Beberapa tamu dewasa tertegun ketika
hendak bersalaman dan mencium tangan mursyid tarekat Qadiriyah wa
Naqsyabandiyah yang karismatik itu. Ada yang kemudian terisak. “Perasaan
saya bercampur aduk. Antara lega, haru, bangga, penuh rasa cinta, dan
sebagainya. Saya menangis karena prihatin sosok-sosok besar seperti itu
sekarang ini sudah mulai langka,” ujar seorang santri muda dari Pondok
Pesantren Al-Muayyad, Solo.
Gunung Sawal Sekitar satu jam kemudian pintu bangunan – yang di sana disebut “madrasah” – ditutup kembali. Kursi roda itu pun diputar, berbalik, membawa sang waliullah masuk ke ruang dalam tempat dia beristirahat. Di ruang itu ada televisi, kursi beralaskan bulu domba, sementara di dinding tampak bergantungan foto Abah Anom, juga lukisan Syekh Abdul Qadir Jailani. Sejurus kemudian dua orang petugas menyapu dan mengepel lantai teras dan ruangan dalam.

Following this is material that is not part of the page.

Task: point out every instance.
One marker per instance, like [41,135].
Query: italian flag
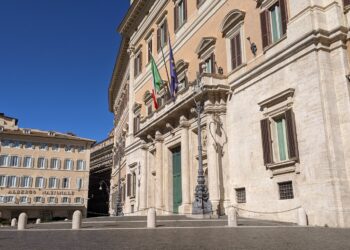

Pondok Pesantren Suryalaya, yang
didirikan oleh Syekh Abdullah Mubarok bin Nur Muhammad alias Abah Sepuh
pada 7 Rajab 1323 H atau 5 September 1915 M, terletak di sebuah lembah
antara Gunung Cakrabuana dan Gunung Sawal, di hulu Sungai Citanduy,
Tasikmalaya, Jawa Barat. Atap makam Abah Sepuh yang berwarna hijau tua
tampak menjulang di puncak sebuah bukit kecil di samping kanan Masjid
Agung Suryalaya.
Abah Anom memang sebuah fenomena di
jagat spiritual Indonesia. Kedudukannya sebagai mursyid tarekat
Qadiriyah wa Naqsyabandiyah, sekaligus ulama sepuh, membuatnya menjadi
tempat berteduh bagi jiwa manusia yang dahaga. Tak kurang, para petinggi
negara dan selebriti memerlukan diri untuk sowan kepadanya, baik untuk
konsultasi spiritual, mengadukan permasalahan pribadi, maupun sekadar
mendapatkan legitimasi. Sebagai orang tua yang telah kenyang dengan asam
garam kehidupan, dengan arif Abah Anom menerima tamu-tamunya – siapa
pun mereka, dan apa pun kepentingannya. Hidupnya dengan ikhlas ia
persembahkan untuk melayani umat manusia.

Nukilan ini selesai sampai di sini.